DKM Differentiable K-Means Clustering Layer for Neural Network Compression
DKM casts forth K-means clustering as an attention problem, and then joint optimisation of the DNN parameters and clustering centroids is enabled. Unlike prior experiments, which relied on additional regularisations and parameters, DKM-based compression fixes the original loss function and model architecture.
DNN or deep neural networks have shown extraordinary capability in performing many cognitive tasks. They have demonstrated superhuman performance on many cognitive tasks. An uncompressed and completely-trained DNN is ordinarily used for inference on the server side, and the user experience is enhanced by on-device inference.
All you need to do is reduce the latency and keep the data of the user on the device. Many such on-device platforms are powered by batteries; hence they are constrained for power. So a DNN needs to be efficient power-wise. The stringent use of power resources will reduce the computing budget and also decrease the storage overhead.
What are the solutions for efficient management of the power of DNN?
There are multiple solutions to this one:
Another method has been shown to deliver a high ratio of DNN compression. The set of weights having a few shareable weight values is clustered into various groups. This is based on the popular method of K-means clustering. After the clustering of weights, the model size is shrunk to store indices in 2 bits, 4 bits and so on. This depends on the number of clusters. It has a lookup table with an integer, or rather a whole number, than floating-point values.
领英推荐
How to design a compact DNN architecture using K-Means clustering?
Designing a compact DNN architecture is easy. You just need to enable weight-clustering together where the clustering could provide the best solution for efficient on-device inference. But the existing model compression approaches can’t compress it completely.

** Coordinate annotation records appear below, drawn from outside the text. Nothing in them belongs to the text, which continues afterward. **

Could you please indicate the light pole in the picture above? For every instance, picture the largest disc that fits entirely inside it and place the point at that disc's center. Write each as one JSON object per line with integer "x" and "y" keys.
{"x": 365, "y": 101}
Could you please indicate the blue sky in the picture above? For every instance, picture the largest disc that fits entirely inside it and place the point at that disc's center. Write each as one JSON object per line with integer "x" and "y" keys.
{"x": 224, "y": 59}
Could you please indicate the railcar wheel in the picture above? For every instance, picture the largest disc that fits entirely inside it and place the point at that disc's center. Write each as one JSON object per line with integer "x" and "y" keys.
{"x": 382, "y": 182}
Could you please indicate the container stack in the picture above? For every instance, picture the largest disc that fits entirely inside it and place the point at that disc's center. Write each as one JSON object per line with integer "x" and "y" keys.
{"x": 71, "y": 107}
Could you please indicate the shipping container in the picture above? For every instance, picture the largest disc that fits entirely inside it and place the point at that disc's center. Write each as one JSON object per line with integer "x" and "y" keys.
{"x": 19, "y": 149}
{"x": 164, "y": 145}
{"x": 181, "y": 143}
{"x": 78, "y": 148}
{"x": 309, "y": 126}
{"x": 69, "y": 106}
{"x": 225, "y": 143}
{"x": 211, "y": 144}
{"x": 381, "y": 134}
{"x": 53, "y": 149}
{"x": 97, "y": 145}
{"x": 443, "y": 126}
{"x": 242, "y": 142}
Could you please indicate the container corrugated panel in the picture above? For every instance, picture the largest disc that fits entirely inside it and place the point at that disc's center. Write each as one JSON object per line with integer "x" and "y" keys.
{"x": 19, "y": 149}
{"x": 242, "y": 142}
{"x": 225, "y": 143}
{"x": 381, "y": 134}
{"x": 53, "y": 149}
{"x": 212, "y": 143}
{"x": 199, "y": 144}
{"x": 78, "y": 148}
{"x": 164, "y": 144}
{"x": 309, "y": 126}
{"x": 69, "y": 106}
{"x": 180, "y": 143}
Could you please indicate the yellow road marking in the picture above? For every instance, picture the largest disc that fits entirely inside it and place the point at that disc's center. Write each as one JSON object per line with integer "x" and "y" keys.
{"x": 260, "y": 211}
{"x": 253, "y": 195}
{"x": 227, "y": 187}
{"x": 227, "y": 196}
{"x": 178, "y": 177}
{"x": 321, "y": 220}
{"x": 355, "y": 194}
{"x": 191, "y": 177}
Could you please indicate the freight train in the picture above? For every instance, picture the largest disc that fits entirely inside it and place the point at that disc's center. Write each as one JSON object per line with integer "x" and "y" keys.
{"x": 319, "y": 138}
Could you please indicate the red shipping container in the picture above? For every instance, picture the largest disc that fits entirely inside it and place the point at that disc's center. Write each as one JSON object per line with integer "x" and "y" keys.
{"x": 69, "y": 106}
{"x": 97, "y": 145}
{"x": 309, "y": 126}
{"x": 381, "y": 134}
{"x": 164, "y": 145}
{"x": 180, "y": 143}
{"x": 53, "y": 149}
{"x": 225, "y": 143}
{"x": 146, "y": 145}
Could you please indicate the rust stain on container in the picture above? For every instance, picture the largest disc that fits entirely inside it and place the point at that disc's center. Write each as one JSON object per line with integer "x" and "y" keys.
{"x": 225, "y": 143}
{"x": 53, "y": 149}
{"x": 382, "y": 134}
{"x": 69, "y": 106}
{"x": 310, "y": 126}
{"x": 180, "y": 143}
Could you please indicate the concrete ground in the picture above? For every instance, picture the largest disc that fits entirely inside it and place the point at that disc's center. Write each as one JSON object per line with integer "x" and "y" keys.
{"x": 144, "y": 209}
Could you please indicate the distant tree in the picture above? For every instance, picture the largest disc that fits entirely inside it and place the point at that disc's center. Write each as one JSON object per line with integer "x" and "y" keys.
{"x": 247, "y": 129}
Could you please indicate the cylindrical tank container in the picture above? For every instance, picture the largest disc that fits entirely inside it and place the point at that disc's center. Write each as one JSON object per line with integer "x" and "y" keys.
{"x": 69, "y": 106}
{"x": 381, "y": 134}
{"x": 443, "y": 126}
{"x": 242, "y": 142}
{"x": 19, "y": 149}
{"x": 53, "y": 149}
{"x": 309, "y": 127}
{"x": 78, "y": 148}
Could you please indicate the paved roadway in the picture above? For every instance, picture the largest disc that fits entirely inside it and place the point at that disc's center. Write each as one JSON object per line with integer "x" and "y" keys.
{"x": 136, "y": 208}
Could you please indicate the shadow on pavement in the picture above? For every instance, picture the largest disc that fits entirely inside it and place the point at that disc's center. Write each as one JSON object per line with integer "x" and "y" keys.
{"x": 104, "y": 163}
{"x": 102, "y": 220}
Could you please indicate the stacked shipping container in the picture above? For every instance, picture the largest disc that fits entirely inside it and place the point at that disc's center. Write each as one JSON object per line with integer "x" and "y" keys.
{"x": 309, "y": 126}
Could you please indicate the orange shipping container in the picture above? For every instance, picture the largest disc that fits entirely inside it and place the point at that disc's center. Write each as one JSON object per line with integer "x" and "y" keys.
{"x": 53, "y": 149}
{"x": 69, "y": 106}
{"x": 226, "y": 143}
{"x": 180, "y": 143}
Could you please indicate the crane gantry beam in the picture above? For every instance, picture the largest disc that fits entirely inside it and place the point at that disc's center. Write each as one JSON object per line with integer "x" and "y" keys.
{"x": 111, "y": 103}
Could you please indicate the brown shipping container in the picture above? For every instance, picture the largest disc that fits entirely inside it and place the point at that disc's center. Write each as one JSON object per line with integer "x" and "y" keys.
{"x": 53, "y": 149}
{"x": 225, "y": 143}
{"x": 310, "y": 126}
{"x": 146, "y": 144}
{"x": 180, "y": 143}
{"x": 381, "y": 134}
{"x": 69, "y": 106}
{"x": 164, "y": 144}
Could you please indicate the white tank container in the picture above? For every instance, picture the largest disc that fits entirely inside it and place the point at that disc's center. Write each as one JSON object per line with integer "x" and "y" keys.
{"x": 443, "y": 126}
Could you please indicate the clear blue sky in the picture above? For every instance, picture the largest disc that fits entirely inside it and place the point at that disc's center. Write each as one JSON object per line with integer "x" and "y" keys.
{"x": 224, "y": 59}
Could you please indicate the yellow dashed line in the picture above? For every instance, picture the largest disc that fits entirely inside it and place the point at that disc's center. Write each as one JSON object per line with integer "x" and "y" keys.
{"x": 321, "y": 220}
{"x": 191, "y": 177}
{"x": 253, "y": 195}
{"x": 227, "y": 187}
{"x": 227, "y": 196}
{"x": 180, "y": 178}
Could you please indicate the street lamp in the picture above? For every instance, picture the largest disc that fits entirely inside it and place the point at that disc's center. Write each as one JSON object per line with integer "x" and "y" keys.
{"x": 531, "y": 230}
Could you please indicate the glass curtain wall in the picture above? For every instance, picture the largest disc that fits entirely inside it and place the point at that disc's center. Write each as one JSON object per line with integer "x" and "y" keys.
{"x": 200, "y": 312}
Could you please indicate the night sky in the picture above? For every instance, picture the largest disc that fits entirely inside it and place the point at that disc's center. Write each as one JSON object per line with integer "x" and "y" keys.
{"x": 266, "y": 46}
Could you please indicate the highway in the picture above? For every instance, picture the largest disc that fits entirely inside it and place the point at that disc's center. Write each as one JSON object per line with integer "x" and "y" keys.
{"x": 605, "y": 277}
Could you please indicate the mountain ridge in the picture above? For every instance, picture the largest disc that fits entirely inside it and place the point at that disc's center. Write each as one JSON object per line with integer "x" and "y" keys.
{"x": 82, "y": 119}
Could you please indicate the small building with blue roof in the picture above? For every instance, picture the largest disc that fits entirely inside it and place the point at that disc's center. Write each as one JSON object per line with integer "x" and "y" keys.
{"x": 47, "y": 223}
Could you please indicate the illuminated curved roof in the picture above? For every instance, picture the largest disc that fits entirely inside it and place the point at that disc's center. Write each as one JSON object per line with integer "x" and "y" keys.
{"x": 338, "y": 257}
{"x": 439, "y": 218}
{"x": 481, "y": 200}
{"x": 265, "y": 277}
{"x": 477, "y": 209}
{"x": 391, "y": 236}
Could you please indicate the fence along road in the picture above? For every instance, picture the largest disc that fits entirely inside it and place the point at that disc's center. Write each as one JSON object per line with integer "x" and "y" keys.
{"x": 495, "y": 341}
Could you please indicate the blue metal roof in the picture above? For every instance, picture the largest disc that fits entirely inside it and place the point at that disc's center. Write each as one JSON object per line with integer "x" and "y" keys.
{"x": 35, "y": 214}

The DNN is already a small DNN like MobileNet. This means that maybe we can presume that the model has not become redundant. On the other hand, the data is presumably necessary because the mathematical model itself has no significant redundancy. We can guess that such limitation comes from the fact that weight-clustering through a K-means algorithm.
Both weight-cluster assignment and updating of weights aren’t completely optimised with the help of a brain upgrade using a target task. The basic complexity in using k-means clustering for weight-sharing is done because both weights correspond to k-means centroids. So, these centroids are free to move. An ordinary K-means clustering by using fixed observations is hard for Neural Programming.
We can use differentiable K-means clustering to enable train-time weight-clustering for compressing the model, which can be used for deep learning. This helps K-means clustering to serve as a layer in generic activation. This helps to show the state-of-the-art results on both computer vision and NLM (Natural Language Model) tasks. That is how K-means clustering is used in Neural Network Compression.
In this regard, E2E Networks has some exciting solutions for you. Especially, E2E Auto Scale and E2E Linux Smart Dedicated 3rd Generation Solutions help use K-Means clustering to compress all your DNN workloads and help in optimizing their performance.